O sarau
* Por
Joaquim Manuel de Macedo
Um sarau é o bocado
mais delicioso que temos, de telhados abaixo. Em um sarau todo mundo tem que
fazer. O diplomata ajusta, com um copo de champanha na mão, os mais intrincados
negócios; todos murmuram, e não há quem deixe de ser murmurado. O velho
lembra-se dos minuetes e das cantigas de seu tempo, e o moço goza de todo os
regalos de sua época; as moças são no sarau como as estrelas no céu; estão no
seu elemento: aqui uma, cantando suave cavatina, eleva-se vaidosa nas asas dos
aplausos, por entre os quais surde, às vezes, um bravíssimo inopinado, que
solta de lá da sala do jogo o parceiro que acaba de ganhar a sua partida no
écarté, mesmo na ocasião em que a moça se espicha completamente, desafinando um
sustenido; daí a pouco vão as outras, pelos braços de seus pares, se deslizando
pela sala e marchando em seu passeio, mais a compasso que qualquer de nossos
batalhões da Guarda Nacional, ao mesmo tempo que conversam sempre sobre objetos
inocentes que movem olhaduras e risadinhas apreciáveis. Outras criticam de uma
gorducha vovó, que ensaca nos bolsos meia bandeja de doces que veio para o chá,
e que ela levava aos pequenos que, diz, lhe ficaram em casa. Ali vê-se um
ataviado dandy que dirige mil finezas a uma senhora idosa, tendo os olhos
pregados na sinhá, que senta-se ao lado. Finalmente, no sarau não é essencial
ter cabeça nem boca, porque, para alguns, é regra, durante ele, pensar pelos
pés e falar pelos olhos.
E o mais é que nós
estamos num sarau. Inúmeros batéis conduziram da corte para a ilha de...

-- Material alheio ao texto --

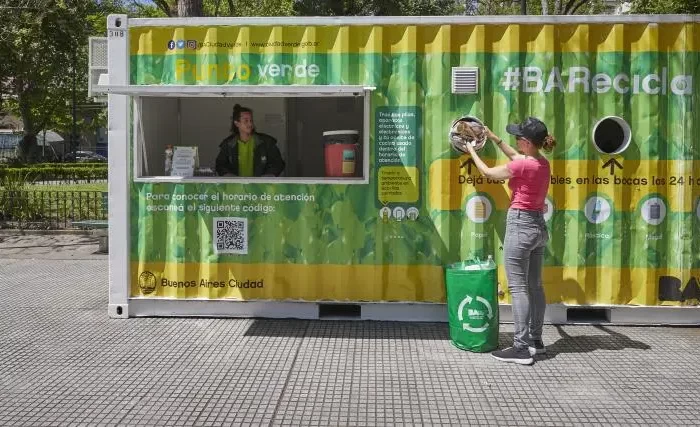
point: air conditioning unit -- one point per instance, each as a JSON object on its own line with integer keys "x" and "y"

senhoras e senhores, recomendáveis por caráter e qualidades; alegre, numerosa e
escolhida sociedade enche a grande casa, que brilha e mostra em toda parte
borbulhar o prazer e o bom gosto.
Entre todas essas
elegantes e agradáveis moças, que com aturado empenho se esforçam para ver qual
delas vence em graça, encantos e donaires, certo sobrepuja a travessa
Moreninha, princesa daquela festa.
Hábil menina é ela! Nunca seu amor-próprio
presidiu com tanto estudo tributo seu toucador e, contudo, dir-se-ia que o
gênio da simplicidade a penteara e vestira. Enquanto as outras moças haviam
esgotado a paciência de seus cabeleireiros, posto em tributo toda a habilidade
das modistas da Rua do Ouvidor e coberto seus colos com as mais ricas e
preciosas jóias, D. Carolina dividiu seus cabelos em duas tranças, que deixou cair
pelas costas: não quis ornar o pescoço com seu adereço de brilhantes, nem com
seu lindo colar de esmeraldas; vestiu um finíssimo, mas simples vestido de
garça, que até pecava contra a moda reinante, por não ser sobejamente comprido.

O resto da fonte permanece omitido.